L'équité aussi est malmenée, car le salarié d'une même entreprise, selon qu'il est employé à Lille ou à Nice, ne bénéficie pas de services équivalents.

Ce sont donc les partenaires sociaux qui ont pris l'initiative de la réforme, et le projet de loi qui en a résulté a été présenté au Gouvernement, puis à l'Assemblée nationale qui l'a adopté à l'unanimité (1). Nous devrions donc disposer d'un cadre nous permettant d'harmoniser notre offre de produits et services ainsi que de garantir une plus grande équité. Le groupe améliorera son ancrage dans les territoires, car nous étions quelque peu « hors sol » : de fait, la plupart des CIL, qui, à l'origine, avaient été créés localement par le patronat ou par de grands groupes industriels, sont aujourd'hui de dimension nationale. Nous souhaitons donc revenir à l'échelon de chacune des grandes régions, au plus près des territoires et des besoins des entreprises et des salariés, en créant des comités régionaux d'Action Logement, à même de dialoguer avec les instances politiques et les élus locaux.

Le groupe sera mieux piloté qu'aujourd'hui, où nous continuons à investir beaucoup trop dans les zones non tendues au détriment des zones tendues, au sein desquelles la question du lien emploi-logement est la plus prégnante. Il faut conserver à l'esprit qu'Action Logement constitue un fabuleux outil de mutualisation, sans équivalent en Europe, puisque les entreprises situées dans un territoire non tendu cotisent au profit des entreprises se trouvant dans des territoires plus tendus.

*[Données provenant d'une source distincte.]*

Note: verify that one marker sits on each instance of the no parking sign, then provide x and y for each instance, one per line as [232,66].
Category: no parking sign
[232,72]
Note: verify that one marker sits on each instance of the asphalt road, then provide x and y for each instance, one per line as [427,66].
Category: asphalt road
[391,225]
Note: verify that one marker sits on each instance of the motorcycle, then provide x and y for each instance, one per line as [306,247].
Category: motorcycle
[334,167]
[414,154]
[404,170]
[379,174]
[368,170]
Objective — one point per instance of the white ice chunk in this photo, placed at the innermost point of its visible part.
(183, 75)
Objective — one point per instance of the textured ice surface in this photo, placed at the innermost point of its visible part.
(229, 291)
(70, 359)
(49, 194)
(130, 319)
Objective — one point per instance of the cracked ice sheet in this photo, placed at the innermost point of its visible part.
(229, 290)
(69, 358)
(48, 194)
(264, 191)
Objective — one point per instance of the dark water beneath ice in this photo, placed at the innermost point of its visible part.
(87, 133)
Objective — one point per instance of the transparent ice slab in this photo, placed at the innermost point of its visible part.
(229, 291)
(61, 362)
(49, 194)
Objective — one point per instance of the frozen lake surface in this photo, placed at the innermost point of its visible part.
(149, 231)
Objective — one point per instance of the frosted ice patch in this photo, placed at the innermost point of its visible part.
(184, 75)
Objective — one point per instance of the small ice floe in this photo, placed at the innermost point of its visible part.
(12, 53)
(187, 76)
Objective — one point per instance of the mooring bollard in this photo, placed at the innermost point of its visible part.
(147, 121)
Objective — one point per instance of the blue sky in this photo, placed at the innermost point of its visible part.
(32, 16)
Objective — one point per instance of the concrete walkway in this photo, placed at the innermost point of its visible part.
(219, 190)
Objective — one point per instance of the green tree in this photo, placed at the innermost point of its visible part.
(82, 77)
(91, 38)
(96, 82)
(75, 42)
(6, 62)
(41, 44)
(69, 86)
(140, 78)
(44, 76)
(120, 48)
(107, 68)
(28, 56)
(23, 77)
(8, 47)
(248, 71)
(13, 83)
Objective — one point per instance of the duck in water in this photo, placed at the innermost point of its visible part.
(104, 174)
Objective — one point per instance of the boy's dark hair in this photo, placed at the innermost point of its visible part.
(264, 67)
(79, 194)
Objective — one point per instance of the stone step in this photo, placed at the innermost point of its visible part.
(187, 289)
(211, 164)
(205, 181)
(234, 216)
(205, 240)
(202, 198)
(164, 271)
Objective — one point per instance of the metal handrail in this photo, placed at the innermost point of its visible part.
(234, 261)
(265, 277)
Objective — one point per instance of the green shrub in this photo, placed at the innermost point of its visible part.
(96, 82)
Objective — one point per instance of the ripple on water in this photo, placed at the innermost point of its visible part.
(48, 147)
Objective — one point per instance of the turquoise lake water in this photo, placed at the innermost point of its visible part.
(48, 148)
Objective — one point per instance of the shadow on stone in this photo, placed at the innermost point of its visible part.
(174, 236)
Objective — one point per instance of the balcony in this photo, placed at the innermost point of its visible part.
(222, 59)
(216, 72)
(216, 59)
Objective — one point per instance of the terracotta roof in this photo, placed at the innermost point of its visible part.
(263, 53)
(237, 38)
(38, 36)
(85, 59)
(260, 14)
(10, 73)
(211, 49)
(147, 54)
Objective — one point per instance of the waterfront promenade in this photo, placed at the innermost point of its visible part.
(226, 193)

Nous entretenons des relations de confiance avec l'État, qui toutefois connaît la tentation permanente de mettre la main sur cette ressource, heureusement fléchée en direction du logement – ce qui ne serait plus le cas si elle venait à être budgétée.

À compter du 1er janvier 2017, Action Logement demeurera paritaire tout en constituant un véritable groupe piloté comme tel : la structure faîtière comprendra deux pôles, l'un produisant et distribuant des services au plus près des territoires, l'autre étant un pôle immobilier regroupant l'ensemble de nos participations majoritaires et minoritaires dans le parc social. Par ailleurs, nous demeurerons un opérateur d'intérêt général en continuant de financer les politiques publiques et en restant l'un des principaux financeurs du logement social.